If you're someone who thinks, as Fraser does, that the government allowing taxpayers to keep more of their own money is "pissing it up the wall" then of course you're going to be overwrought at the slightest mention of Thatcher or Reagan. In Reagan's first budget his 1981 Economic Recovery Tax Act cut the top marginal rate of federal personal income tax from 70 per cent to 50 per cent and the lowest rate from 14 per cent to 11 per cent.
The biggest problem with Fraser's way of thinking about the economy and the role of government is his belief that when the government is cutting taxes the government is "spending" money. No, it isn't. Only someone who has spent basically their entire working life working for the government could believe that. But this is how government and how people working for the government now think, and it's an attitude that pervades practically every aspect of economic management and regulation in this country. ASIC officials, for example, are particularly fond of telling taxpayers how fortunate they are to be allowed to manage their own superannuation.

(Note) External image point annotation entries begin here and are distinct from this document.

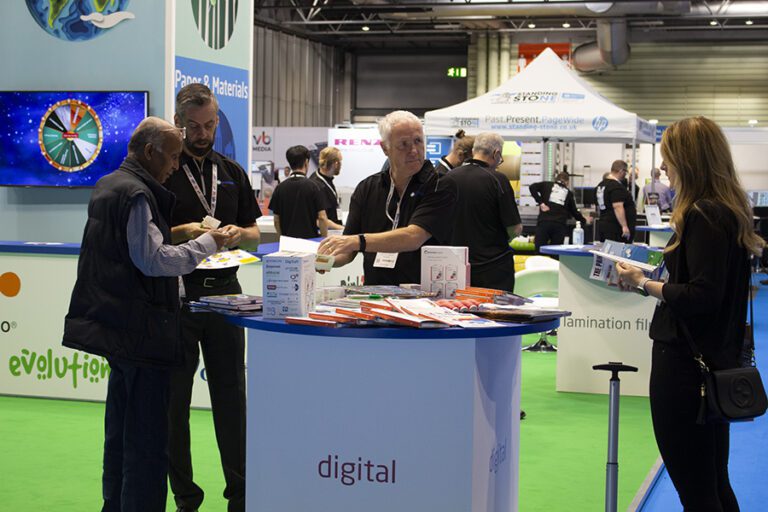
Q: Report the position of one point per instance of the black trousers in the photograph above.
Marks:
(549, 233)
(223, 348)
(612, 231)
(500, 274)
(134, 477)
(696, 456)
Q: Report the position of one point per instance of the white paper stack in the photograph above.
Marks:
(289, 284)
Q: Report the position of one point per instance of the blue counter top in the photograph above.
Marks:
(15, 246)
(18, 246)
(507, 329)
(660, 229)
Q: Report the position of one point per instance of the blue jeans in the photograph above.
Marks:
(136, 439)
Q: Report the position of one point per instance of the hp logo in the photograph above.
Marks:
(600, 123)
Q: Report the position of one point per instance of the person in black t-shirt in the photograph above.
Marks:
(396, 211)
(617, 209)
(556, 205)
(209, 184)
(486, 216)
(460, 152)
(330, 167)
(704, 302)
(297, 203)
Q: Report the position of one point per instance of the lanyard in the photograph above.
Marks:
(200, 195)
(396, 220)
(330, 187)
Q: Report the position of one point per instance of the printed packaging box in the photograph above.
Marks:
(289, 284)
(444, 269)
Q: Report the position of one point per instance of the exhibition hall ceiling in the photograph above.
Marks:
(370, 25)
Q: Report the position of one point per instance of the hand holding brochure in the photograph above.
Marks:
(650, 261)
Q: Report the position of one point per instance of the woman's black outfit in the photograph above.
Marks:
(707, 289)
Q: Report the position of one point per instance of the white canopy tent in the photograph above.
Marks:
(546, 101)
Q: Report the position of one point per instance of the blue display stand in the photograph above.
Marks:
(383, 419)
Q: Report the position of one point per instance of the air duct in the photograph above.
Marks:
(610, 50)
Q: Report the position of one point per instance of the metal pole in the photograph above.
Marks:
(612, 465)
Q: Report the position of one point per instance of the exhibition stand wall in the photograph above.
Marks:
(605, 325)
(383, 419)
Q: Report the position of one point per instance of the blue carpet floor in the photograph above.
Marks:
(749, 441)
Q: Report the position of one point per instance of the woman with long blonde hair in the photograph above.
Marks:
(706, 294)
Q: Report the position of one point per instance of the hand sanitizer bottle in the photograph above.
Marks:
(578, 234)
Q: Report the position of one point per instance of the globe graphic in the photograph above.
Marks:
(61, 18)
(224, 140)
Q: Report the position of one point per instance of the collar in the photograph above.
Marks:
(425, 173)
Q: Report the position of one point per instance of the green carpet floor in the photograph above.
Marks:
(50, 450)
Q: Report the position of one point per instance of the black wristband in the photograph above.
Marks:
(361, 237)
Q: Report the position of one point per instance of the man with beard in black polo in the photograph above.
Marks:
(213, 187)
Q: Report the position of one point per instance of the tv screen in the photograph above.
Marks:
(66, 139)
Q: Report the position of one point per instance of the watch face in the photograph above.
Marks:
(70, 135)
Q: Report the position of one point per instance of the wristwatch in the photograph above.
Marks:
(641, 286)
(361, 237)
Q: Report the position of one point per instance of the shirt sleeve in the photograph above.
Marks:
(434, 213)
(706, 246)
(508, 212)
(154, 258)
(274, 202)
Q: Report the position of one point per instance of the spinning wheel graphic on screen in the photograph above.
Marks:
(70, 135)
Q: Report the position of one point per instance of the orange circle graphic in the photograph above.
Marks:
(10, 284)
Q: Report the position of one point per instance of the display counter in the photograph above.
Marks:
(658, 236)
(32, 360)
(383, 419)
(605, 325)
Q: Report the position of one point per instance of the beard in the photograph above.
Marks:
(197, 149)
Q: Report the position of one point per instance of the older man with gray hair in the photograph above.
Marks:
(125, 306)
(397, 210)
(486, 214)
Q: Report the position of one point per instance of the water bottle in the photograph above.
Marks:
(578, 234)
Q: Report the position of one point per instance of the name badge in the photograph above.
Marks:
(385, 259)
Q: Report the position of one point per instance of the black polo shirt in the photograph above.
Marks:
(610, 191)
(485, 208)
(331, 201)
(561, 204)
(297, 201)
(235, 202)
(428, 202)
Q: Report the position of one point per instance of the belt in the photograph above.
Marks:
(214, 282)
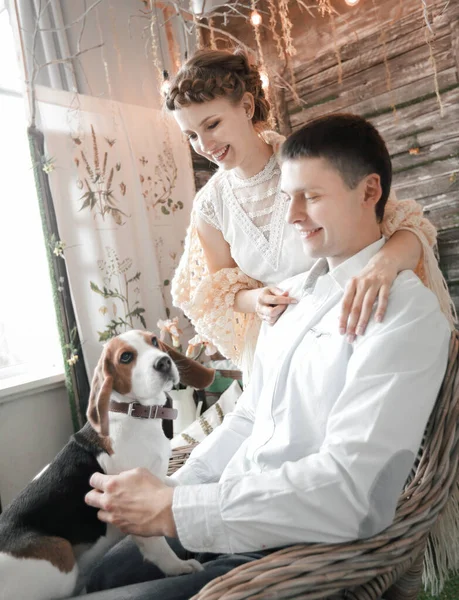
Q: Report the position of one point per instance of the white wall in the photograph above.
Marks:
(34, 426)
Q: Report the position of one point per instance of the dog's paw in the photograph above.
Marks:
(185, 567)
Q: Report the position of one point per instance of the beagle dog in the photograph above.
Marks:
(49, 538)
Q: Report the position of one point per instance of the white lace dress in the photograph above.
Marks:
(251, 214)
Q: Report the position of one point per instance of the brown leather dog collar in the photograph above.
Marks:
(139, 411)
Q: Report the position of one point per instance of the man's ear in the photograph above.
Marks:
(99, 397)
(372, 190)
(191, 372)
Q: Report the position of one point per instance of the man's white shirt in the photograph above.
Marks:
(325, 435)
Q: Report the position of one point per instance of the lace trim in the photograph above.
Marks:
(269, 170)
(262, 212)
(270, 249)
(205, 208)
(256, 197)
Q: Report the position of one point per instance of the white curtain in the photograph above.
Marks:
(122, 186)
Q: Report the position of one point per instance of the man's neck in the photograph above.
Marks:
(372, 236)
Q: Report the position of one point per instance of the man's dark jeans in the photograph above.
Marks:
(123, 574)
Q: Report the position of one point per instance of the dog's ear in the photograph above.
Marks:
(191, 372)
(99, 397)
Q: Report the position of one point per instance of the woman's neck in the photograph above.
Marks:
(258, 154)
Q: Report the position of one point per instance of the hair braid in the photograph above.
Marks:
(211, 74)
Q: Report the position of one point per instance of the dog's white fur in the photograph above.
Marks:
(135, 443)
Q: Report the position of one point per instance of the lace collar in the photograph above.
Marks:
(263, 175)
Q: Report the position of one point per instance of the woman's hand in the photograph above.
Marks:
(373, 283)
(271, 303)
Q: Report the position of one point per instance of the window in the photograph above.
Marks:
(29, 341)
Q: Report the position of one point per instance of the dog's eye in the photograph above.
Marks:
(126, 357)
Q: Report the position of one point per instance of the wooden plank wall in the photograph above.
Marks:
(374, 39)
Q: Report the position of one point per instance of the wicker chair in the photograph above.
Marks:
(389, 564)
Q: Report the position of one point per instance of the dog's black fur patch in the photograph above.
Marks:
(53, 504)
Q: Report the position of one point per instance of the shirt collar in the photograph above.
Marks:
(352, 266)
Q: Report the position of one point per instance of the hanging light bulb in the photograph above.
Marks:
(166, 84)
(264, 80)
(255, 18)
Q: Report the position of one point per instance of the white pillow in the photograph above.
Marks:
(212, 418)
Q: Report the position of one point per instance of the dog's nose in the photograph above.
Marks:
(163, 364)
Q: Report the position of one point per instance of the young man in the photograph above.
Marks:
(325, 435)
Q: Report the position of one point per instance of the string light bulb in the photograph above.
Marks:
(255, 18)
(264, 80)
(166, 84)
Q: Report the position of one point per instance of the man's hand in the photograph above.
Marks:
(135, 501)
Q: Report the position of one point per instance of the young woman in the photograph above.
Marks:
(238, 245)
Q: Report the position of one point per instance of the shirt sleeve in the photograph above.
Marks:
(208, 460)
(350, 488)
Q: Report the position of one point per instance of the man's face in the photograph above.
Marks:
(327, 214)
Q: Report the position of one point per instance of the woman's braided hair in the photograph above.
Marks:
(211, 74)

The belief that taxpayers' money is the government's money is an idea that's been around a lot longer than Bernie Fraser. It's exactly such a belief that Thatcher and Reagan rebelled against. And they also had no truck with the implication of Fraser's remark that part of the solution to a country's problems is for the government to spend more money on infrastructure. Maybe sometimes the government should, but more often than not it shouldn't. No one knows for sure how much the NBN has cost already, and is still yet to cost ― it's a figure somewhere between $50 billion and $100 billion. Today only Kevin Rudd would argue it was money well spent, and to this day it's never been established that such "productive infrastructure" could not have been implemented quicker and more cheaply by the private sector.
The point to remember about Thatcher and Reagan is not only the one Frydenberg made: that their policies were successful. What's often forgotten about what they did is that cutting taxes was just as unpopular with the Economics Establishment in the UK and the US in the 1980s as it is with the Economics Establishment in Australia in 2020.